Jacky: Dowloading podcasts from the BBC for Nic…
Nic: …and local newspapers from Jacky’s home-town in New Zealand sent over by her mother.
Jacky: And drinking New Zealand wine when it all gets too much.

A word on the in-laws…

Jacky: Like human olives.  Very much an acquired taste.  And very nervous about their only grandchildren being here.

Who takes the role of good cop, bad cop with the kids?

Nic: We tend not to have a bad cop routine, but with a lawyer for a mother, the kids have learnt the art of negotiation at an early age.  Only problem is they haven’t learnt the art of compromise… but then with a lawyer for a mother…

Who takes the rubbish out?

Jacky: Nic does.  Rubbish is an art form here in Japan and it took him the best part of 6 months to fully understand the different recycling days.

Nic: There is nothing so humiliating as being berated by the local recycling men at 8am on a Monday morning whilst still in your dressing gown because you’ve left the tin screw top on the glass jam-jar.

What was the most romantic thing he/ she has done for you over here?

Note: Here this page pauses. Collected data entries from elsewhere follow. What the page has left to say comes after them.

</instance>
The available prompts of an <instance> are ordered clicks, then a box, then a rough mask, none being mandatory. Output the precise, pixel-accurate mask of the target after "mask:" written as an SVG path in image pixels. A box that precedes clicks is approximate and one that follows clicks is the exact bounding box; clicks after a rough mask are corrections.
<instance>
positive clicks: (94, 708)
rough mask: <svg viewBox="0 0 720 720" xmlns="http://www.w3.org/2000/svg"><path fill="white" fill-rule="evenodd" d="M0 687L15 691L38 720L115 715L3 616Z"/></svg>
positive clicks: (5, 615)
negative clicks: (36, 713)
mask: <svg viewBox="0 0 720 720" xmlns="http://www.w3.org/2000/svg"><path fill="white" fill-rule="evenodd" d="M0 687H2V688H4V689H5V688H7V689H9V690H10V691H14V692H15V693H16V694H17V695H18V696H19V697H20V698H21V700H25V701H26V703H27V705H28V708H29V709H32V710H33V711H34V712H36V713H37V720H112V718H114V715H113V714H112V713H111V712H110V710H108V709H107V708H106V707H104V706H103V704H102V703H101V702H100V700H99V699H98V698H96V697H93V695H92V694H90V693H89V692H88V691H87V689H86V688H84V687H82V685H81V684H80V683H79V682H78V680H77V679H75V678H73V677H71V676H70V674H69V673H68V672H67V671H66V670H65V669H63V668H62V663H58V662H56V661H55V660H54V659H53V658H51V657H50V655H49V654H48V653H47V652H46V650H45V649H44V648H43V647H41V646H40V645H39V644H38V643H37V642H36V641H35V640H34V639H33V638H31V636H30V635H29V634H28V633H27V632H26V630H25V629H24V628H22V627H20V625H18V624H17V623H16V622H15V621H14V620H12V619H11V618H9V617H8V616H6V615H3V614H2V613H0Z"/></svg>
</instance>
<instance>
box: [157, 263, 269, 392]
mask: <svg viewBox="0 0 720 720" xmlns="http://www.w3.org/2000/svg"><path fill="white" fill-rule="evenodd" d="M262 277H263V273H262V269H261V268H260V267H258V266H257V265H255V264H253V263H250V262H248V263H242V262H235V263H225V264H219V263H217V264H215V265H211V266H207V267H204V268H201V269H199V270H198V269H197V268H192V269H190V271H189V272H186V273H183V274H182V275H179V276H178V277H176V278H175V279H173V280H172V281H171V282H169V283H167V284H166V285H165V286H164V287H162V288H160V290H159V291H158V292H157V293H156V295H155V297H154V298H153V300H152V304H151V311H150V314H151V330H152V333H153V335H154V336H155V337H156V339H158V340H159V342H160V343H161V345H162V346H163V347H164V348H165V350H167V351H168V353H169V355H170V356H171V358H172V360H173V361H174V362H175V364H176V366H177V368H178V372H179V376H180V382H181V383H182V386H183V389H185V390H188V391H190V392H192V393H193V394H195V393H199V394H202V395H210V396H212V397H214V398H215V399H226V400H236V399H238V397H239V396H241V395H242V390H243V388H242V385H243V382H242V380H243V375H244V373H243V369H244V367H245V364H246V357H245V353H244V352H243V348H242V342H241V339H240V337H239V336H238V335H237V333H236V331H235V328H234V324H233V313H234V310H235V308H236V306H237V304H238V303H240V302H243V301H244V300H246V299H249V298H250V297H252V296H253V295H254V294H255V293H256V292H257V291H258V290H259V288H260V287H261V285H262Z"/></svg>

Jacky: It’s the little things.  He sends me texts when I’m working too hard.  I’ll be at my desk or sitting with a client at 2am, feeling exhausted and wondering why I bother when all of a sudden my phone will light up and a text will be there telling me that I am wonderful, that my children love me and that he is proud of what I am doing for our family.  He has a knack of knowing just when I need to hear that kind of thing.

What do you appreciate most about your partner?

Nic: Jacky could write the book on being a super mum.  She makes time to take the girls to school every day, works 60 hours a week, bakes cakes at the weekend and manages the running of the house.  She’s one of these people who has an incredible capacity to get things done.

What is your favourite family quote?

Nic: “Team SD”.  It’s who we are.

What is family to you both?

Nic: Popcorn and movies on a Friday night at home on the sofa with the girls.
Jacky: Nic has watched more Barbie movies than any man should.  His life is pink. And I love it!

Nic and Jacky Scanlan-Dyas live in Naka-meguro where they are raising two daughters Savanna, 5, and Danielle, 4.

About Nic
Nic authored a book under his pseudonym, Henry G. Radcliff to protect the innocent.  The book entitled “Sheriff of Nowhere” is a story of one man’s pre-conception preconceptions.  The back cover reads “ Henry Radcliff is suffering from not one but two mid-life crises.  He is within weeping distance of his 40th birthday and is suffering from a chronic bout of PPS.  The symptoms of Pre-Parental Syndrome (pater timidus), or PPS as it is more commonly known, are simple:  the sufferer is utterly and overwhelmingly terrified at the thought of becoming a parent.  They feel wholly inadequate – both twenty years too old and twenty years too young to be a dad”.  The love child of Nick Hornby and Bridget Jones,  the debut novel written like a diary, is an account of a man’s  journey from dating to dad-in-waiting.